Snaps
31 August 2023

Italian inflation continued to decelerate in August

The August inflation release provides comforting signals of a broad-based deceleration in inflation, including the core measure. The trend looks set to continue until year-end, at a pace which will be affected by residual base effects. We stand by our 6.4% forecast for 2023 HICP inflation

A food market in Turin, Italy

Goods and services both decelerate

The preliminary estimate by the Italian National Institute of Statistics (Istat) of August consumer prices confirms that inflation is on a solid decelerating path. The headline measure was down to 5.5% (from 5.9% in July), broadly in line with expectations, driven by the non-regulated energy component, recreational services, fresh food, transport services and durable goods, only partly compensated by housing services and regulated energy goods. The statistical carryover for 2023 headline inflation now stands at 5.7%.

Both goods and service inflation decelerated to 6.4% and 3.6%, respectively, and food inflation, at 9.6% in August, fell below double digits for the first time since July 2022.

Core inflation falls

Core inflation, which strips out energy and fresh food, and is a key indicator in the eyes of the European Central Bank, also sent encouraging signals, falling to 4.8% from 5.2% in July, confirming the deceleration pace seen since June. This reflects the deceleration in services, not yet impacted by the recent acceleration in hourly wages (at 3.2% year-on-year in June)

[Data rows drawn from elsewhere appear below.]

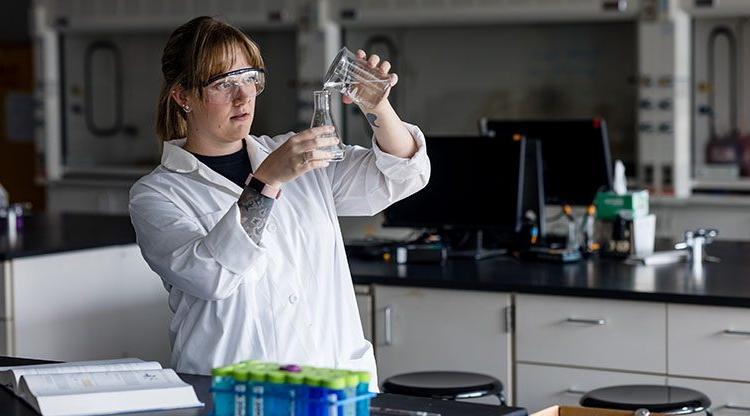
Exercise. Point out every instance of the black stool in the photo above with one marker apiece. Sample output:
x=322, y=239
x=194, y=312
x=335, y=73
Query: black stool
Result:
x=655, y=398
x=445, y=385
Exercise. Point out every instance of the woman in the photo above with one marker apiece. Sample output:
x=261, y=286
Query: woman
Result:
x=252, y=272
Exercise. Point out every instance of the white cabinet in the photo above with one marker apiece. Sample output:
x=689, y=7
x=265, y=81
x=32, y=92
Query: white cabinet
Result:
x=420, y=329
x=601, y=333
x=541, y=386
x=709, y=341
x=86, y=305
x=727, y=398
x=364, y=305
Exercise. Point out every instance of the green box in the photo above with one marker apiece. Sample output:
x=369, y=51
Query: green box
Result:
x=609, y=204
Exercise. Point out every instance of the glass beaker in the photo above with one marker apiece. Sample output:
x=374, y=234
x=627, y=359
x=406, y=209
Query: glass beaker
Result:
x=355, y=78
x=322, y=117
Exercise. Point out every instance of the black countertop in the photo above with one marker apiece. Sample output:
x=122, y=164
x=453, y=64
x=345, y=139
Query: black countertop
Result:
x=10, y=405
x=726, y=283
x=56, y=233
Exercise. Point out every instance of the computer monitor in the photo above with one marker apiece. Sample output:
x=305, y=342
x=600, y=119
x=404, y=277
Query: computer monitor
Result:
x=475, y=184
x=575, y=155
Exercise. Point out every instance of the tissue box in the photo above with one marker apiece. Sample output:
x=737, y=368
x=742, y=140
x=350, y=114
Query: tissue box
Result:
x=609, y=204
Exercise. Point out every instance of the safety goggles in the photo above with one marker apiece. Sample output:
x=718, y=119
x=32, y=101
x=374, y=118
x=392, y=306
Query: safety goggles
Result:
x=223, y=88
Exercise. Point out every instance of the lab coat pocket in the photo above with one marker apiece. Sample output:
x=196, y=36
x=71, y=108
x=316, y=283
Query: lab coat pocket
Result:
x=209, y=220
x=363, y=359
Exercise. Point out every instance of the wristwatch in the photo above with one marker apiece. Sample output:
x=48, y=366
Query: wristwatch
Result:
x=262, y=188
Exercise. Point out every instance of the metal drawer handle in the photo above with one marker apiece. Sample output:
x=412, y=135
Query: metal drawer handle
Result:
x=388, y=311
x=733, y=407
x=587, y=321
x=734, y=332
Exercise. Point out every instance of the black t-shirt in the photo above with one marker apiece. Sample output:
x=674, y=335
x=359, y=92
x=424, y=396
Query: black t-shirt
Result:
x=235, y=167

Further declines in inflation expected...

As the pace of the decline in headline inflation is still being set by the energy component, we should be aware that substantial base effects have yet to play out as a decelerating factor over the autumn. Indicators such as import prices and producer prices continue to point to softer headline inflation ahead. Import prices contracted by 9.8% in June and producer price inflation, at -5.5% YoY in June, has been in negative territory since April. The latter is still driven by the energy component (-26.2% YoY in June), however stripping out energy and construction, the PPI inflation read in June of 2% confirms a clear declining trend.

...but the pace will depend on a combination of factors

If the pricing pipeline is sending encouraging signals, other indicators coming from August business surveys deserve attention. For the first time since September 2022, the manufacturers’ pricing intentions balance rose in August from the previous month and increased in services for the second consecutive month. The only area where the deceleration in price increase intentions remains in place is the retail sector. This is a warning signal that the current pace of inflation deceleration, particularly at the core level, cannot be taken for granted.

The wage cost variable will likely have a say in the process. Here, indications are mixed. If some more wage concessions look likely over the next few months as a consequence of past inflation surprises, labour market tightness might loosen a bit. July labour market data, also released earlier today, offer some tentative evidence of this. For the first time over the last eight months, employment declined from the previous month and the unemployment rate edged up to 7.6% (from 7.4% in June). The Italian labour market is possibly finally responding to cyclical developments.

After today’s inflation release, we confirm our forecast for average HICP inflation for 2023 at 6.4% YoY.